The holidays may be good for post ideas, but they’re not so good for gaming, so I don’t have a session highlight to amuse you with.

I do, however, have a request from last week.

TheZomb mentioned wanting to see “A god of prophecy who only makes sense if you’re high on something.” I had a character I thought qualified, but going back over the original page I linked, I realized that I’m not doing too good a job of showing this fact. So today, I’m going to give you the best of Lysha, God of Prophecy.

Most of these occurred in the same conversation. One of my PCs, Geri, had had a dream about a sword. Since he served as translator for Lysha, it wouldn’t be too hard to arrange a conversation, so he decided he’d ask his boss what the dream meant.

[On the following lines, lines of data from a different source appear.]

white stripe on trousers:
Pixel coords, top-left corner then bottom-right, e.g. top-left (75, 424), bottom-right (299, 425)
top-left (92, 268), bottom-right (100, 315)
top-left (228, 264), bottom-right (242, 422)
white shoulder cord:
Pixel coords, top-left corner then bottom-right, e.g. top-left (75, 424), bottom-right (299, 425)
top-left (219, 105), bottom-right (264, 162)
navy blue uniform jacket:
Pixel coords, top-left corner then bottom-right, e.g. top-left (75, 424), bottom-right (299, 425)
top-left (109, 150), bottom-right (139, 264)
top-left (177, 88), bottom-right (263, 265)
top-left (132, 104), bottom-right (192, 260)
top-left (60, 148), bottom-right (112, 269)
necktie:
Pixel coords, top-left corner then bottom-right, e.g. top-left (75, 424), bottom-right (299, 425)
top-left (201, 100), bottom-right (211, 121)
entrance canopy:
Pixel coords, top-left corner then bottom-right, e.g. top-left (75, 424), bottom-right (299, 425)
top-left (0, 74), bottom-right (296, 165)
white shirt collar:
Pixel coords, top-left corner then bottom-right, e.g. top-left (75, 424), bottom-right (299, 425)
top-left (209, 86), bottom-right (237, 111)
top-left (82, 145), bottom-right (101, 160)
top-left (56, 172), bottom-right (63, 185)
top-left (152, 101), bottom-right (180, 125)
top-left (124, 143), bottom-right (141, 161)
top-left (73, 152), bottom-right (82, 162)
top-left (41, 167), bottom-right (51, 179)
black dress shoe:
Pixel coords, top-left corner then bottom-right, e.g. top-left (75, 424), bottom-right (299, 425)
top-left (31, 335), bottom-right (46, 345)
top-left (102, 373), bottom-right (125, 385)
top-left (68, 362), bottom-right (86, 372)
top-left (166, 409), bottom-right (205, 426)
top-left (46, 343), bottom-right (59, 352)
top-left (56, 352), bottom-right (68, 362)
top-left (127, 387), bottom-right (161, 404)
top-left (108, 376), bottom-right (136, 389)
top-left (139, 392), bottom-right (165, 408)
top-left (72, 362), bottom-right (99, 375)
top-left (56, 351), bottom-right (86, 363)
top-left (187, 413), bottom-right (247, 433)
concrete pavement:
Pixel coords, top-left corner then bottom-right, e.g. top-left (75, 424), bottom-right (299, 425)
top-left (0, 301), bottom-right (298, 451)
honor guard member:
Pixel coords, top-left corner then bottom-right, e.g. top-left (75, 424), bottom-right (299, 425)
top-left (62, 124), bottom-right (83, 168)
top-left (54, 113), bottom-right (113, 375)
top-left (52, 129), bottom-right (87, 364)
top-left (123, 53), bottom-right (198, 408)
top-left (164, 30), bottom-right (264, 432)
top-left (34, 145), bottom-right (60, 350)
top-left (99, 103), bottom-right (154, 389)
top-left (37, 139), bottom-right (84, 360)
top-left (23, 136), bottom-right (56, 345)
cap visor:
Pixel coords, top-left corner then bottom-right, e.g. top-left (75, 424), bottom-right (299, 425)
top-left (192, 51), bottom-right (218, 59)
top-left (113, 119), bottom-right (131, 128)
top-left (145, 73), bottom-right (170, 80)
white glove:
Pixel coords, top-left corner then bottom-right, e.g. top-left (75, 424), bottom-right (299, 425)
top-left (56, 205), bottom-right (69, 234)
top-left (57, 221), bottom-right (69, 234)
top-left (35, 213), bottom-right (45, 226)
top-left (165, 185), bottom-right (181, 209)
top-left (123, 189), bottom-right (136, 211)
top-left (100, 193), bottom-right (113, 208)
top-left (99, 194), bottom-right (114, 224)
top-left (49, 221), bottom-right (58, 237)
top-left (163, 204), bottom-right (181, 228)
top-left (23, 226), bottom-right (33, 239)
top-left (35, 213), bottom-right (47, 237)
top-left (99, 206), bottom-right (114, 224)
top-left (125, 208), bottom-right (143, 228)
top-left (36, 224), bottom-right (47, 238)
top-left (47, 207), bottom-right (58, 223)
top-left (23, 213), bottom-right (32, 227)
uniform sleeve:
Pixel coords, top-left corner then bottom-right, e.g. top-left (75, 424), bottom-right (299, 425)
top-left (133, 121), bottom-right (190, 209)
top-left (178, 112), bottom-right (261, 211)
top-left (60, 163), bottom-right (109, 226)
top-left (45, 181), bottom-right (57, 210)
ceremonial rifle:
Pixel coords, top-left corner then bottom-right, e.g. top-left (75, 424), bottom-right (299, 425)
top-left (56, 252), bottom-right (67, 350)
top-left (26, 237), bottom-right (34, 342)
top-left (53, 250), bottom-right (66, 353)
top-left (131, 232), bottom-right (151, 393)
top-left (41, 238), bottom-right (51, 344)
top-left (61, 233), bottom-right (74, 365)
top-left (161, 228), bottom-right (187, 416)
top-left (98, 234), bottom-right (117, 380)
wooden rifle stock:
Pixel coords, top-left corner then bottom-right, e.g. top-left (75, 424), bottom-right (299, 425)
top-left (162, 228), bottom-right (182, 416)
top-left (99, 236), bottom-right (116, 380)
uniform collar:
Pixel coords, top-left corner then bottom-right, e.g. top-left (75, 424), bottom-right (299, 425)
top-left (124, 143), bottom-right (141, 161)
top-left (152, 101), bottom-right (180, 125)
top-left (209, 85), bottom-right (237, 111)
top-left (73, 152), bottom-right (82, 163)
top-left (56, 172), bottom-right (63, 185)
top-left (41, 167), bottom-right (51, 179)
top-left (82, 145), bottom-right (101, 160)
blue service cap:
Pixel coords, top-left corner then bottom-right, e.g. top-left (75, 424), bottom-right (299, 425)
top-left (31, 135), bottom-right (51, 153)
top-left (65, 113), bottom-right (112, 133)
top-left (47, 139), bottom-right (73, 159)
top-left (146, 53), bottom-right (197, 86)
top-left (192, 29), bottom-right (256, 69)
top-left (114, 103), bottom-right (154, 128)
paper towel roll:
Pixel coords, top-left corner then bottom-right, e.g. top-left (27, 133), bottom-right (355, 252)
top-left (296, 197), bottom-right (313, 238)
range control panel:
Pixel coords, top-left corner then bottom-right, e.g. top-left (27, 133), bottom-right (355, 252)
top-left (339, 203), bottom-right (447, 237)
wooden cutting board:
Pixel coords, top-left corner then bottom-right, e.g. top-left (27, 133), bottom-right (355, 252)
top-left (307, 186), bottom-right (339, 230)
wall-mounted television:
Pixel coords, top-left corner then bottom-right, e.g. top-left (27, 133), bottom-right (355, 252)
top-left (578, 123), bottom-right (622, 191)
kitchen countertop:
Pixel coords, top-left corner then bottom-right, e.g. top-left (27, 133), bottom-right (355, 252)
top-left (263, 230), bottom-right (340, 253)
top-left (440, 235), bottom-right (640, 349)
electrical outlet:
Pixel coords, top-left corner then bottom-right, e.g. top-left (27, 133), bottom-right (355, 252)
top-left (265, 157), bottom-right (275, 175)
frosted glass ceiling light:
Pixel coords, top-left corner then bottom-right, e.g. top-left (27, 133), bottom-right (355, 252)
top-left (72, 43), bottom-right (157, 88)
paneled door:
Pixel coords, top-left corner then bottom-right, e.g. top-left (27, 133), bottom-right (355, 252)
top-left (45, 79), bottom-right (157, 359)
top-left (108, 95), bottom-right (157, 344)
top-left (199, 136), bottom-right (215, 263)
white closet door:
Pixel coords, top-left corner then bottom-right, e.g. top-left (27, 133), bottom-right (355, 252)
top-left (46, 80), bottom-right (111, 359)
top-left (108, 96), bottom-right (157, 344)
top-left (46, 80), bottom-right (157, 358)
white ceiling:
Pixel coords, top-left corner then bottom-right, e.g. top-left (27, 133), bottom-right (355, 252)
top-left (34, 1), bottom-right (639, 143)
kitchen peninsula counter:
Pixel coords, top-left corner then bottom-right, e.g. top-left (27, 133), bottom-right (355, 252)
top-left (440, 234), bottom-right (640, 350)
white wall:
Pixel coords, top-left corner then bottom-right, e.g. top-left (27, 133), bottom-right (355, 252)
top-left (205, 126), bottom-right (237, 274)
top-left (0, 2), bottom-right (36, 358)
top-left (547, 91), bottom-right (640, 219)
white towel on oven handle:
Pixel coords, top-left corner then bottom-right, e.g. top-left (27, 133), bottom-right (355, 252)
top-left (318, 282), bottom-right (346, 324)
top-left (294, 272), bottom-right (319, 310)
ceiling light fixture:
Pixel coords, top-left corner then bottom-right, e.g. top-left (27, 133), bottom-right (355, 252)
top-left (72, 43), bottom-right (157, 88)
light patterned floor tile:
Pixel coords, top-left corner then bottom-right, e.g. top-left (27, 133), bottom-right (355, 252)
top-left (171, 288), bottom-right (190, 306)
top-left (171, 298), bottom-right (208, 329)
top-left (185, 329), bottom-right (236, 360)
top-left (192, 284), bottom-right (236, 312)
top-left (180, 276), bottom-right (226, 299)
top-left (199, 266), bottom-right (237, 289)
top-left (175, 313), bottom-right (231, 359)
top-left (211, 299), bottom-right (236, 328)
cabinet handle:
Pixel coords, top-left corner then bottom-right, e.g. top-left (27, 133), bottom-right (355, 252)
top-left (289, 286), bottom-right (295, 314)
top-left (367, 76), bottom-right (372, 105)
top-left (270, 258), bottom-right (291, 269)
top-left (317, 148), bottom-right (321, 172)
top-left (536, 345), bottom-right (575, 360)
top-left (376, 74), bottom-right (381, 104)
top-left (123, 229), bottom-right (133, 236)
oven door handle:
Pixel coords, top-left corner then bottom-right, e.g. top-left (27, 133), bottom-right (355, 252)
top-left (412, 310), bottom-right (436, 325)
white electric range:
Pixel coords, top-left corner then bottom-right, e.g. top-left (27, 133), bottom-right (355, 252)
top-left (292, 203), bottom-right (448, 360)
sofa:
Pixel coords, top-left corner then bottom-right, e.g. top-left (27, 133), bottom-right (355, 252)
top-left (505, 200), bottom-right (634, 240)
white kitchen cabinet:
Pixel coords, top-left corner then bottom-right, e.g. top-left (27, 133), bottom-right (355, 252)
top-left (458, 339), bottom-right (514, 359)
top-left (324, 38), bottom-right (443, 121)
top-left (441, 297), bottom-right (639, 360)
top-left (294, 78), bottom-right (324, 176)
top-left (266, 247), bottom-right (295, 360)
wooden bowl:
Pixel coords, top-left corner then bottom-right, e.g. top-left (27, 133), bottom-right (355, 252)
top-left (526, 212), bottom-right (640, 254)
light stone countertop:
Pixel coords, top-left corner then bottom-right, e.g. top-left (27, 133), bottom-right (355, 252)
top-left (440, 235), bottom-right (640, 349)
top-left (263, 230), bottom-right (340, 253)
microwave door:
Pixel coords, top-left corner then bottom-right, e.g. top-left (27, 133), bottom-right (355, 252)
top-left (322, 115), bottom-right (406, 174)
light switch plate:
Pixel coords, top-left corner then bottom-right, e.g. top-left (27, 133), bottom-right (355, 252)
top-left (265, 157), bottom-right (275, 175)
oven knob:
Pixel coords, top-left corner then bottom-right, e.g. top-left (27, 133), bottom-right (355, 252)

Of course, he’d forgotten about the fact that asking something incapable of giving a straight answer to clarify something isn’t always the best way of ensuring that it makes more sense….

“If there are yet smaller channels, and still water in the stream, then allow it still to flow.” This was in response to Geri having not given Lysha enough detail to make an answer; it was trying to get him to go on. When Geri guessed that Lysha was trying to tell him to see if he could sleep to the end of the dream, the response he got was “Waiting for the rain will help as well, but letting what has fallen flow, when it follows the close channels rather than hiding all the stream…”

The tough part, though—and this one took me something like ten minutes to draft—was the question Lysha needed to have answered about the weapon in question before it could respond; it had its suspicions, but really didn’t want to have come to the right conclusion. Geri had told it that the sword was black and gold, but not how the sword was black and gold. Quoth Lysha: “Two cities lie where different strands come together. In Nexus there is braiding, and weaving, such that endings cannot be seen and differences are lost; in Harborhead, those few that twine are cut away, and strands that cross do not even touch. Which lies at our fingertips today?”

Then try reassuring someone for not getting what that means… he didn’t actually get what it meant until afterward, but I did manage to get him to describe the sword well enough that Lysha could figure it out, which is what prompted the description of Lysha-in-a-panic found in the post linked above (fortunately, that manages to transcend communication). The reassurance itself, though, came out to “When the air has been filled with mosquitoes and the ground with mud, it is easy to overlook the hummingbirds nearby.”

The fun part about Lysha’s dialogue? It may not be able to give a straight answer, but it can definitely poke fun at people in the process. Hence, in response to being asked if it had any more prophecies after asking the question it had first introduced itself to the group to ask (the “Where is your shadow?” mentioned in the prior post) and answering a few others to boot, it responded “The field looks like little to the man on the road, but he whose shovel breaks the earth finds much to be desired.”

Of course, you know you’re in trouble when it takes “Even were it to weave itself around itself so much as to be a riddle, that strand is not for me to release” just to get “I can’t say” across. Or, in explaining its unique little speech impediment, to summarize it as “Were I to take the shortest path, the end would not find me.”

So there you have it. Lysha, God of Prophecy, and quite possibly one of the setting’s hardest individuals to write dialogue for. Could you understand it, if you didn’t already know?